How to Make Lasting Changes to your Diet


How to Make Lasting Changes to your Diet

Committing to a new, well-rounded gym routine is all well and good. But what you commit to outside of the weights room is the true test of diligence. In fact, it’s what completes the entire package — if you’re grinding out the reps but slacking on your dietary and lifestyle choices, it becomes significantly harder to see the results you’re working for. So, what can you do to make sure that you’re doing the most for your training, outside of your workouts? Below, Rachel Butcher (ANutr), Head of Nutrition at Natural Fitness Food, walks you through four ways to make lasting changes in both diet and lifestyle, each complementing your progress in the gym. 


Motivation: Know Your ‘Why’

“Finding your true why can be the ultimate motivation boost, not just to get started but to keep going,” explains Butcher. “Why do you want to move more? Why do you want to eat well? Why do you want to take care of yourself? Take some time to reflect on what truly matters to you and identify that intrinsic motivation. Having an aesthetic goal is just as valid as any other if you are positively motivated in this way, they can be valuable as long as you can maintain a positive

relationship with yourself, your body, your training routine and your health.”


Consistency Is Key

“Nobody is perfect when instilling a new habit and no one should expect perfection every single day. There will be little inconsistencies here and there but if you stick to your goal more often than not, you are still moving in the right direction and all is not lost from a slip-up. Research demonstrates that there is a lot to be said for the importance of failure, studies on goal-setting by John Norcross showed more than 70% of successful ‘resolvers’ felt that a slip-up made them try harder and rekindled a commitment to their goal. So, give yourself a break if things don’t go to plan 100% of the time.”


Set Goals That Stick

“Whatever your fitness goal, turning up and getting it done won’t alone make you stick with it, you need to enjoy it and that isn’t just from a self-love perspective,” says Butcher. “​​If you choose to move in a way that’s just plain painful it’s unlikely to stick. If getting more exercise is your goal, instead pick a form of exercise you truly enjoy; be it strength training, walking, running or dancing – once you find your thing, you’ll never look back.”
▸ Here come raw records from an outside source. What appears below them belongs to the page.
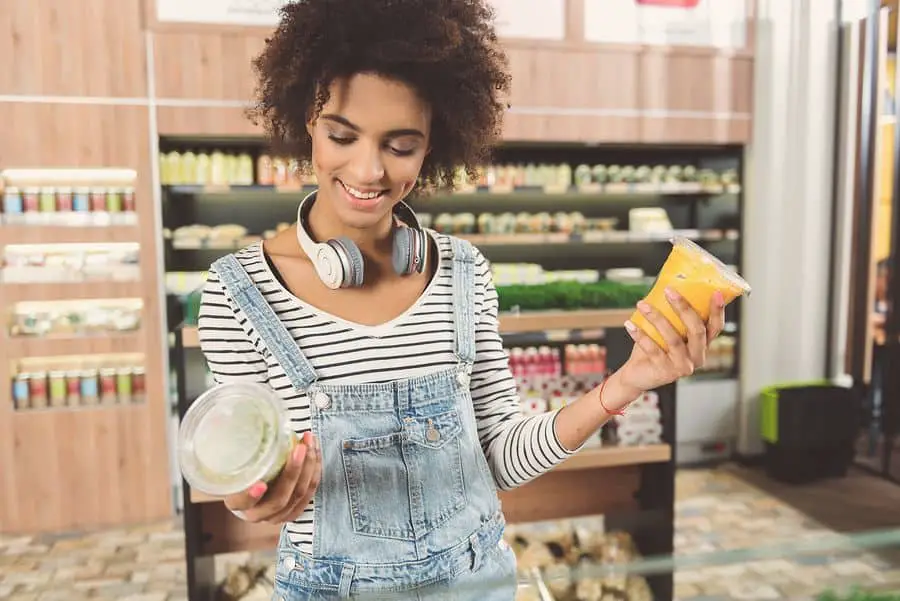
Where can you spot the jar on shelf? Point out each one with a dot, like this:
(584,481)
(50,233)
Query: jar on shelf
(90,387)
(22,392)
Start Small for Big Changes

“The ‘small changes’ approach has been extensively studied and is associated in particular with an increase in physical activity and improvement in nutrition,” says Butcher. “To make that resolution stick, take the habit you want to adopt and scale it back. For example, if you want to start meditating daily, start by making it five deep breaths away from your screen a day. Then, pre-empt when you will do it by scheduling it into your calendar and continue to make prompts that will help you stick to it.”